By Alex Padalka April 10, 2017

The delay of the Department of Labor’s fiduciary rule will be helpful for the financial industry, but an outright repeal isn’t likely and advice firms may want to start voluntarily complying with aspects of the rule, Morningstar advises in a commentary note from Aron Szapiro, director of policy research.

The applicability date of the rule, which requires retirement brokers to put clients’ interests first, has been pushed back from April 10 to June 9.

Technically, that means that as of June 9, retirement advisors “will be expected” to comply by charging reasonable commissions and steering clear of “misleading statements,” Morningstar writes. But the DOL always envisioned a transition period for firms to get in compliance with the best interest contract exemption, which allows brokers to sell some commission-based products after signing a best interest contract with the client, according to Morningstar.
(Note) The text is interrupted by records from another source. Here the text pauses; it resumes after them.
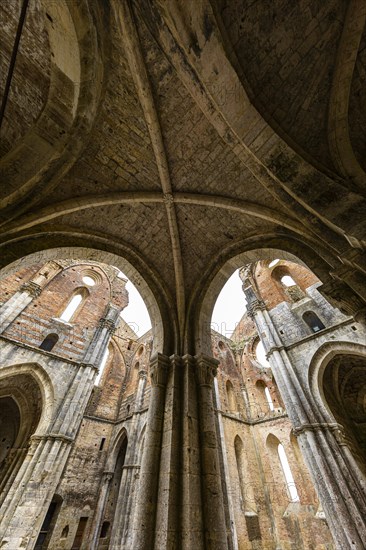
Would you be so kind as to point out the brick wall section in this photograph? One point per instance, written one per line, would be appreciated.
(268, 281)
(41, 316)
(32, 69)
(10, 285)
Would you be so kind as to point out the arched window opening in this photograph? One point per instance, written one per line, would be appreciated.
(260, 354)
(104, 530)
(267, 393)
(65, 532)
(79, 533)
(48, 524)
(290, 482)
(113, 492)
(313, 321)
(49, 342)
(231, 399)
(73, 305)
(88, 281)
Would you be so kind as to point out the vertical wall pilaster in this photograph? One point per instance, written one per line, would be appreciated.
(146, 506)
(213, 502)
(10, 310)
(334, 476)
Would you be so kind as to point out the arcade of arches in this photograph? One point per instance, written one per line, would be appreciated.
(179, 142)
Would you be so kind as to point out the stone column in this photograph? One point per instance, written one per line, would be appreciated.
(213, 504)
(335, 479)
(27, 502)
(105, 329)
(146, 506)
(122, 530)
(99, 513)
(191, 493)
(226, 467)
(10, 310)
(168, 507)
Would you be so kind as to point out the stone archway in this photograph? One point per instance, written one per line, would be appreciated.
(21, 405)
(344, 389)
(163, 325)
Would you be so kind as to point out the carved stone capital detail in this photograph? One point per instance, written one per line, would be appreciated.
(33, 289)
(108, 324)
(142, 374)
(168, 198)
(206, 370)
(159, 369)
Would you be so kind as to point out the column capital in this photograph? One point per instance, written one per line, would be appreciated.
(254, 307)
(340, 295)
(107, 476)
(206, 369)
(32, 288)
(108, 324)
(159, 369)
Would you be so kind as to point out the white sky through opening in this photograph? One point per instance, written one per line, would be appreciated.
(230, 306)
(135, 314)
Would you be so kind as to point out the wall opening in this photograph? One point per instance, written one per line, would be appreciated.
(313, 321)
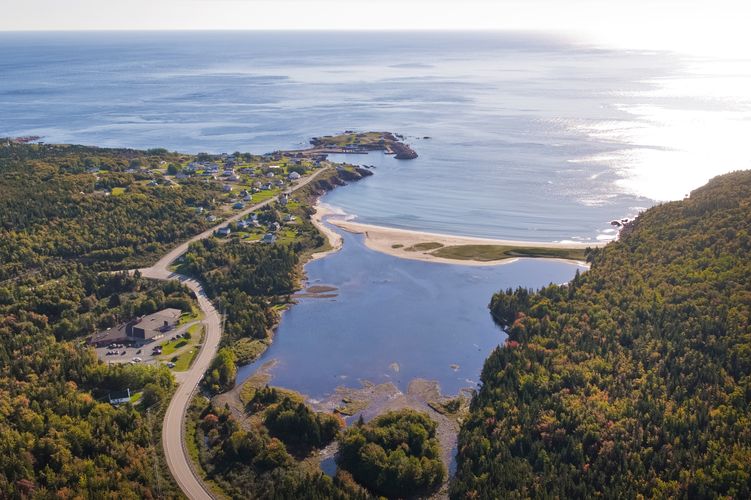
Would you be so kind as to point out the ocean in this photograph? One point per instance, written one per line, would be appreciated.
(520, 136)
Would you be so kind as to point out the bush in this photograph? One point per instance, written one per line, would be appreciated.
(396, 454)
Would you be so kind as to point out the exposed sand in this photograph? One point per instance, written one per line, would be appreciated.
(383, 239)
(335, 241)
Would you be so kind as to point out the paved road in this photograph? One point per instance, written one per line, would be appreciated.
(178, 460)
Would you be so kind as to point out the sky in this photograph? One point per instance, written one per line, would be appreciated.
(692, 26)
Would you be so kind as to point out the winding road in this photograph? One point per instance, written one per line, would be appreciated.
(173, 426)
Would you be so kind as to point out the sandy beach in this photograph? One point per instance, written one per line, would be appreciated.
(401, 242)
(335, 240)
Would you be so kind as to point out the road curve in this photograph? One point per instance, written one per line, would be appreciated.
(173, 426)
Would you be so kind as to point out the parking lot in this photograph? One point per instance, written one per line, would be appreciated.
(120, 353)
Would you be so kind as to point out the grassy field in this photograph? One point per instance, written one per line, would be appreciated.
(247, 350)
(185, 359)
(350, 139)
(500, 252)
And that transition will be easier as several requirements on disclosure, record-keeping and monitoring have been delayed until January 1, 2018, Morningstar writes.

The delay may also be “helpful” as far as how advisors get paid, allowing product providers to roll out more products, such as T-share mutual funds, that allow commission-based brokers to comply with the rule, according to Morningstar.


Meanwhile, however, wealth management practices may want to set up some record-keeping and monitoring functions voluntarily, because an outright repeal of the rule isn’t likely — and the industry is heading toward a “client-centric” approach anyway, according to Morningstar. “The momentum toward offering holistic advice is inescapable,” it adds.